Easy: when you're selling it in a country whose currency is declining in value. So how many is that? Well, in the last 18 months, it's been pretty much all of them other than the United States. Indeed, the dollar has shot up about 22 percent against a trade-weighted basket of other currencies since the middle of 2014. And in Apple's case, that's meant what would have been $100 (roughly Rs. 6,800) of foreign sales in September 2014 was just $85 (roughly Rs. 5,779) by the end of 2015.

That's not good when you get two-thirds of your revenue overseas.

The strong dollar, in other words, has become an earnings albatross for Apple. It's getting paid in currencies that aren't worth as much, and, at least up till now, it hasn't made up for that by raising prices that much lest it lose market share. Even worse, it doesn't look like any of this is going to get any better anytime soon. That's because the Federal Reserve has begun raising rates at the same time that the rest of the world is either cutting them or even printing money.

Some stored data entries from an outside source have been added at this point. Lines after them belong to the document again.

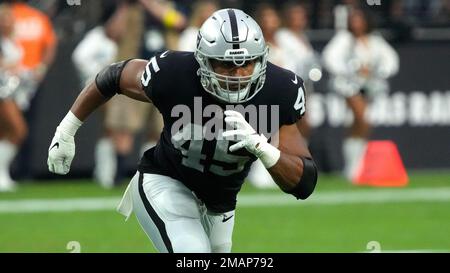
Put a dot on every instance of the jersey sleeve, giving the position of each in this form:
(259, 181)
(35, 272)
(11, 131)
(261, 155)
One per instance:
(293, 105)
(155, 76)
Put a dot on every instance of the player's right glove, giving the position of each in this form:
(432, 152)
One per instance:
(62, 147)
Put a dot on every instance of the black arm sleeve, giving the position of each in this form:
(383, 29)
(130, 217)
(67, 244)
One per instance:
(308, 181)
(108, 80)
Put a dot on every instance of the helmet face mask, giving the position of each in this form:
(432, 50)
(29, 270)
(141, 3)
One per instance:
(233, 37)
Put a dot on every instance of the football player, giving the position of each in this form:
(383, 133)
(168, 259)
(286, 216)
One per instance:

Now there are two things to remember here. The first is that our slow-and-steady recovery really has won the race. Our unemployment rate is pretty much down to normal, and should get there soon considering that the economy has been adding an average of 284,000 jobs a month for the last three. It's enough that the Fed thinks it has to increase interest rates today to keep inflation in check tomorrow. Everywhere else, though, things are either stagnant or slowing down to the point that policymakers are doing whatever they can to try to jumpstart growth.

And that brings us to point number two. People move their money to where it can get the best returns. So would you rather buy a 10-year German bond that pays 0.45 percent or a U.S. 10-year bond that pays 1.99 percent? Investors, especially big European ones, have been answering that by turning their euros into dollars, which is just another way of saying that there's been more demand for dollars - so its price is rising. And it should keep doing so.

Consider this: Europe has promised to keep printing money through at least March 2017, Japan is printing its own with no end in sight, and China is facing big capital outflows itself. That means the euro, yen, and yuan would probably fall against the dollar even if we weren't raising rates - but we are. The Fed says it wants to do so four times this year, which seems far too ambitious, but even just one or two would be enough to send the dollar up, up, up to, well, not quite infinity and beyond. But high enough that our workers and our companies would both see their bottom lines bottom out.

So it's a great time to take that trip to Europe you've been thinking about, well, just as long as you weren't planning on selling any iPhones.